- Associated Press - Wednesday, March 4, 2015

MONTPELIER, Vt. (AP) - Voters across Vermont weren’t as hard on local school budgets this year as they were in 2014, an indication that local school officials were listening to voters who were unhappy with increasing costs last year, two officials said Wednesday.

During 2015 town meetings across the state, 20 school budgets were rejected and 226 were approved. On Wednesday, 20 had yet to be decided. Last year, 37 towns rejected school budgets.

Jeffrey Francis of the Vermont Superintendents Association said school officials and state lawmakers have recognized the need for a new way to educate children while minimizing costs.

“I think that the energy this year is different than it was last year.

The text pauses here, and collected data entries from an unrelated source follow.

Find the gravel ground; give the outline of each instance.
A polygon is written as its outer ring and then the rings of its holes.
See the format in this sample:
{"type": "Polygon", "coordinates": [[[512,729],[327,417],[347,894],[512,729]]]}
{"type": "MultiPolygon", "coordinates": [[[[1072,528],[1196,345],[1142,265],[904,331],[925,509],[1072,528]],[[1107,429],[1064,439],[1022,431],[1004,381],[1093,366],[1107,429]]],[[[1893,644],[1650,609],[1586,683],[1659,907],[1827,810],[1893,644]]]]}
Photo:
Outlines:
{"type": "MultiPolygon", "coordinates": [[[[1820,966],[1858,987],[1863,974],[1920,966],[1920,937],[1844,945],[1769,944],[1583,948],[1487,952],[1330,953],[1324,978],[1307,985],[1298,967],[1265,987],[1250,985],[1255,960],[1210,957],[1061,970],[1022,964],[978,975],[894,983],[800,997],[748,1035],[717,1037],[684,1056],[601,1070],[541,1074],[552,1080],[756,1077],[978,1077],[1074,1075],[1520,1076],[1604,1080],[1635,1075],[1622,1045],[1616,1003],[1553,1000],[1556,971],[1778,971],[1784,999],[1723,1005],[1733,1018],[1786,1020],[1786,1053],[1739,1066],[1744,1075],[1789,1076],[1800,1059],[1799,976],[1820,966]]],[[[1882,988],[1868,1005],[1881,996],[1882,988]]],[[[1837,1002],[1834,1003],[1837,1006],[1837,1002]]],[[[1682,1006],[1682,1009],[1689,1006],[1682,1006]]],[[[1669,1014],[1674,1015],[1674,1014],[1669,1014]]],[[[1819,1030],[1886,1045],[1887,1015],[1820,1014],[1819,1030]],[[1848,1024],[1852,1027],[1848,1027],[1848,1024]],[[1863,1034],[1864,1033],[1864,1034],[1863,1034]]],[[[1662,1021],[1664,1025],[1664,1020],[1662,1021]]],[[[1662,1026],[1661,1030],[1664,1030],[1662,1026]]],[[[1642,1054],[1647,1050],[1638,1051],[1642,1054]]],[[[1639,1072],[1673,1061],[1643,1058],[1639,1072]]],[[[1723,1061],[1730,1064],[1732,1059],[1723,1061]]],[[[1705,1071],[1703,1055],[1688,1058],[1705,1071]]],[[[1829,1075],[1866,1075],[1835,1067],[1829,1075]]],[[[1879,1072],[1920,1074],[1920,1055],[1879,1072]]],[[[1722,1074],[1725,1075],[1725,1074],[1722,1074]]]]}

Last year, voter sentiment was a response to increase in property taxes and the sense that something needed to be done,” Francis said. “This year, school districts have sent the message that they are responding to taxpayer sentiment.”

The number of budget rejections so far this year was in line with the eight-year average of just over 18 rejections.

“I think that 37 defeats was reflective of increases in property taxes and high education spending,” Francis said. “I believe those two things are still in existence, but I think local school officials have responded with more conservative budget proposals.”

Steve Dale of the Vermont School Boards Association said the average school budget increase this year was 2.95 percent and the average increase cost per student was 3.11 percent.

“It’s the smallest per student increase in a very long time,” Dale said. “So local boards did a great job of bringing in budgets at a very reasonable level.”

Both Francis and Dale said local voters and officials know lawmakers in Montpelier are seeking ways to make education more affordable in the face of decreasing numbers of students and increasing costs.

A House committee last week passed a bill that would encourage school districts to work together to save money and find other savings.

But while the number of school budget rejections can be a measure of public discontent, the number also is driven by local issues and personalities. “So when you look at the districts that rejected their budgets, in many instances there’s a back story or it’s about specific relationships (or) history,” Dale added.